Hao Yangyang, Xuei Xiaoling, Li Lang, Nakshatri Harikrishna, Edenberg Howard J, Liu Yunlong
1 Department of Medical and Molecular Genetics, Indiana University School of Medicine , Indianapolis, Indiana.
2 Center for Computational Biology and Bioinformatics, Indiana University School of Medicine , Indianapolis, Indiana.
J Comput Biol. 2017 Jul;24(7):637-646. doi: 10.1089/cmb.2017.0057. Epub 2017 May 25.
Accurate identification of low-frequency somatic point mutations in tumor samples has important clinical utilities. Although high-throughput sequencing technology enables capturing such variants while sequencing primary tumor samples, our ability for accurate detection is compromised when the variant frequency is close to the sequencer error rate.
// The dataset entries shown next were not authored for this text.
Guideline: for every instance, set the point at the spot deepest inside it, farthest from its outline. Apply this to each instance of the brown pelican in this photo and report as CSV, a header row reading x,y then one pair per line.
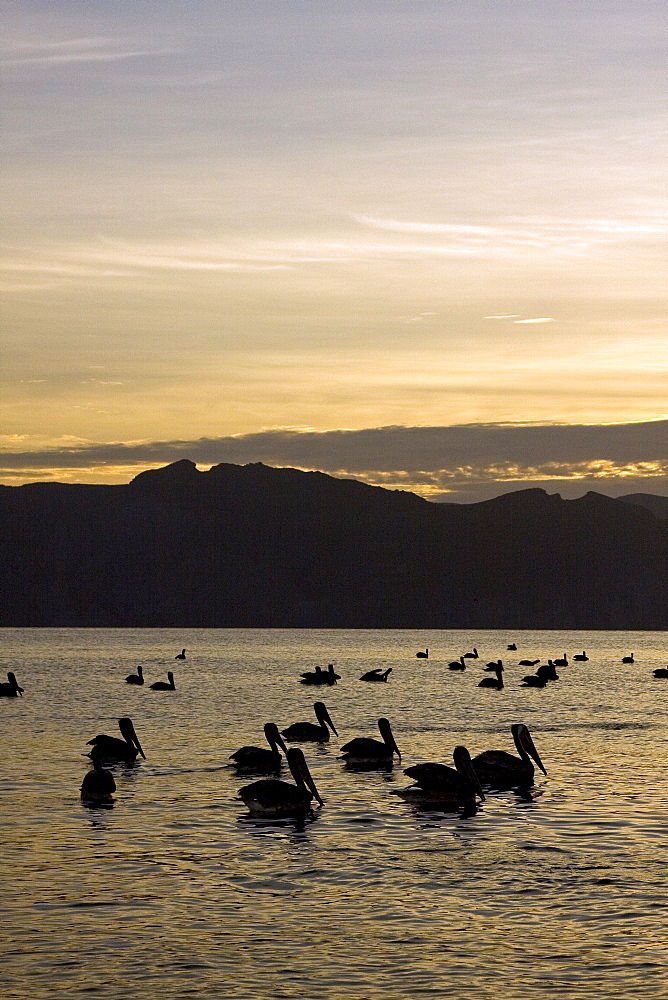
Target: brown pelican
x,y
363,750
167,685
376,675
98,784
439,786
503,770
495,682
307,732
320,676
10,688
272,798
111,748
262,758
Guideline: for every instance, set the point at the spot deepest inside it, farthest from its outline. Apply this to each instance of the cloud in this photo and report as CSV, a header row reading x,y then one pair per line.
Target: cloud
x,y
464,461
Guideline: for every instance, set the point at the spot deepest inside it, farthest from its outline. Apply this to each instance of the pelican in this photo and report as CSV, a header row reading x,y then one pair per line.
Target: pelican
x,y
167,685
320,676
495,682
10,688
363,750
111,748
98,784
272,798
300,732
376,675
261,758
438,786
503,770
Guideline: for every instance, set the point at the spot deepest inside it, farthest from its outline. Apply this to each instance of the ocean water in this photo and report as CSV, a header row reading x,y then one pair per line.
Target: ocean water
x,y
175,892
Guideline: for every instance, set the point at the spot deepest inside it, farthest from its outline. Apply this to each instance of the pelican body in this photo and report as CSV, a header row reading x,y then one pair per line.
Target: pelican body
x,y
320,676
167,685
309,732
272,798
503,770
266,759
438,786
494,682
10,688
98,784
110,748
363,750
376,675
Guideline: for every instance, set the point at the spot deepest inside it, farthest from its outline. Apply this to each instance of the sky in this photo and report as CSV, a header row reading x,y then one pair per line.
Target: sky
x,y
415,242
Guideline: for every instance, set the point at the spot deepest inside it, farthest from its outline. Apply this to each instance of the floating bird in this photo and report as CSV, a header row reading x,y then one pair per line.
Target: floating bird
x,y
10,688
167,685
308,732
272,798
376,675
261,758
98,784
110,748
495,682
363,750
320,676
504,770
439,786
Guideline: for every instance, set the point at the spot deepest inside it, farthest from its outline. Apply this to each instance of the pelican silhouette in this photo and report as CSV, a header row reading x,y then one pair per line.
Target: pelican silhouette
x,y
272,798
110,748
10,688
309,732
501,769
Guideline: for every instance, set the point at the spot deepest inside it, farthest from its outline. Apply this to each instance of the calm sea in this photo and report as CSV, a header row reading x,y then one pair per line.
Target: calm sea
x,y
174,892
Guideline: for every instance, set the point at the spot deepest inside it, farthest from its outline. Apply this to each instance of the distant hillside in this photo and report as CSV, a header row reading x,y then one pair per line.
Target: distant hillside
x,y
658,505
258,546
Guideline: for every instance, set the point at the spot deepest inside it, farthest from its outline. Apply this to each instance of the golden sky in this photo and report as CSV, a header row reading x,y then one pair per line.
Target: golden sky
x,y
227,221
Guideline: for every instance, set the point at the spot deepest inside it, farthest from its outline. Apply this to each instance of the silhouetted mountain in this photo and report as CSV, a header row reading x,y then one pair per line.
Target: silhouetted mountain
x,y
257,546
658,505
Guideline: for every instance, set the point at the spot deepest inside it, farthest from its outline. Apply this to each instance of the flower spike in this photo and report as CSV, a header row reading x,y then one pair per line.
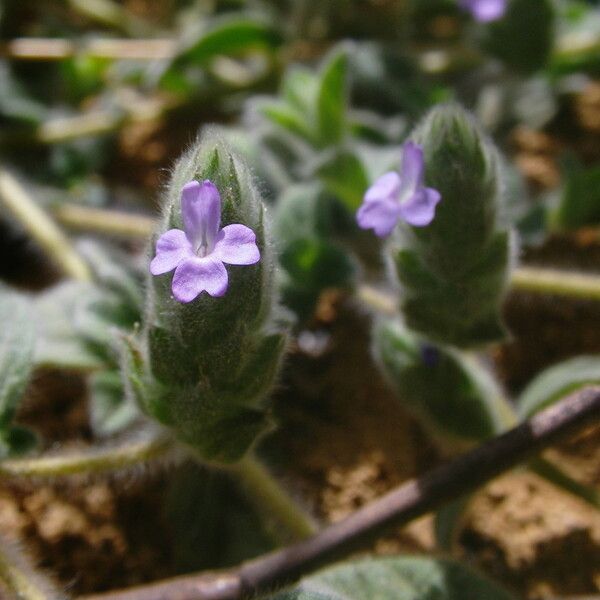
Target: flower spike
x,y
199,252
399,196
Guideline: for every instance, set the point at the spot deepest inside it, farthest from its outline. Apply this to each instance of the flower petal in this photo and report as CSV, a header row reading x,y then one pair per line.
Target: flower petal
x,y
485,11
236,245
385,187
171,248
201,213
379,215
196,275
419,210
411,170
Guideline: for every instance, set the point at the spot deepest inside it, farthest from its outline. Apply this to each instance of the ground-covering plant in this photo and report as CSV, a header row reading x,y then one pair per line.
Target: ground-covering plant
x,y
354,150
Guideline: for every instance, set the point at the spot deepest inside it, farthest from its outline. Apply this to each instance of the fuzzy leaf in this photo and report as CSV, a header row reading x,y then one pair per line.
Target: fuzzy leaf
x,y
396,578
453,396
17,339
345,177
556,382
230,37
454,272
332,99
111,410
59,343
579,202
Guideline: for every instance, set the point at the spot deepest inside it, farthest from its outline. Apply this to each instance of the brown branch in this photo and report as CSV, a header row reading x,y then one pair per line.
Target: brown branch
x,y
51,49
407,502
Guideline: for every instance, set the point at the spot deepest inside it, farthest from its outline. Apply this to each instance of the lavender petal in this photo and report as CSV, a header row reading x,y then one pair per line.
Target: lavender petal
x,y
385,187
171,248
379,215
485,11
196,275
236,245
201,213
411,170
419,209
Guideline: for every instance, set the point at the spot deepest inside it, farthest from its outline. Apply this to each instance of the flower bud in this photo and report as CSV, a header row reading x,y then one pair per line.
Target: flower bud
x,y
453,273
212,337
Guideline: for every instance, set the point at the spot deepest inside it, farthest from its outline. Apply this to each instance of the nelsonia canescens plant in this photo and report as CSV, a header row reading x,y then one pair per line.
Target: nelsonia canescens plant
x,y
213,334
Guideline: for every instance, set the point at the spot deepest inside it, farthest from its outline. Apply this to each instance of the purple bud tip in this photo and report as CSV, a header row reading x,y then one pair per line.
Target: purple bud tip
x,y
199,252
485,11
396,196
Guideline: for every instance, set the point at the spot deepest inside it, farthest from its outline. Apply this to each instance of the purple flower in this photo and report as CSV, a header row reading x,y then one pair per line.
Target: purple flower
x,y
198,252
399,196
485,11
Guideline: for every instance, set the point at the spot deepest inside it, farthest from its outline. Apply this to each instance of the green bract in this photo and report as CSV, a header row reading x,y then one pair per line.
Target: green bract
x,y
454,272
451,393
205,368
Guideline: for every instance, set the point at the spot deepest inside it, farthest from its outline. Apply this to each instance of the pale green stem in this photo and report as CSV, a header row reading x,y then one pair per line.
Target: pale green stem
x,y
272,500
530,279
549,471
41,227
86,462
19,578
559,283
100,123
110,13
108,222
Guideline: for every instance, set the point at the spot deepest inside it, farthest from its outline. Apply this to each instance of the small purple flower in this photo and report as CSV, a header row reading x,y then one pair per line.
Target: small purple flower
x,y
485,11
399,196
198,252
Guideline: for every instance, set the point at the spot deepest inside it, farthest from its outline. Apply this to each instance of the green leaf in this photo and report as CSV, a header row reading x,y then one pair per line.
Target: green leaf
x,y
451,393
14,102
523,38
345,177
396,578
231,37
16,441
332,99
17,339
59,343
111,410
556,382
288,118
211,521
579,202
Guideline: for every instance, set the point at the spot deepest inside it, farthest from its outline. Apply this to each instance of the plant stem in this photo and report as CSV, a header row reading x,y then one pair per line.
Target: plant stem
x,y
101,122
529,279
51,49
549,471
19,577
398,507
272,500
111,14
554,282
41,227
87,461
108,222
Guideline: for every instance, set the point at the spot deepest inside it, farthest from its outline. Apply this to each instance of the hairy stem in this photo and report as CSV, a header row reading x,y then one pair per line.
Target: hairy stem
x,y
272,500
400,506
112,14
41,227
560,283
527,279
550,472
88,461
Most current experimental and bioinformatic strategies target mutations with ≥5% allele frequency, which limits our ability to understand the cancer etiology and tumor evolution. We present an experimental and computational modeling framework, RareVar, to reliably identify low-frequency single-nucleotide variants from high-throughput sequencing data under standard experimental protocols. RareVar protocol includes a benchmark design by pooling DNAs from already sequenced individuals at various concentrations to target variants at desired frequencies, 0.5%-3% in our case. By applying a generalized, linear model-based, position-specific error model, followed by machine-learning-based variant calibration, our approach outperforms existing methods. Our method can be applied on most capture and sequencing platforms without modifying the experimental protocol.
准确识别肿瘤样本中的低频体细胞点突变具有重要的临床应用价值。尽管高通量测序技术能够在对原发性肿瘤样本进行测序时捕获此类变异,但当变异频率接近测序仪错误率时,我们的准确检测能力就会受到影响。目前大多数实验和生物信息学策略针对的是等位基因频率≥5%的突变,这限制了我们理解癌症病因和肿瘤进化的能力。我们提出了一个实验和计算建模框架RareVar,以在标准实验方案下从高通量测序数据中可靠地识别低频单核苷酸变异。RareVar方案包括一个基准设计,即通过混合来自已测序个体的不同浓度的DNA来靶向所需频率的变异,在我们的案例中为0.5%-3%。通过应用基于广义线性模型的位置特异性错误模型,随后进行基于机器学习的变异校准,我们的方法优于现有方法。我们的方法可以应用于大多数捕获和测序平台,而无需修改实验方案。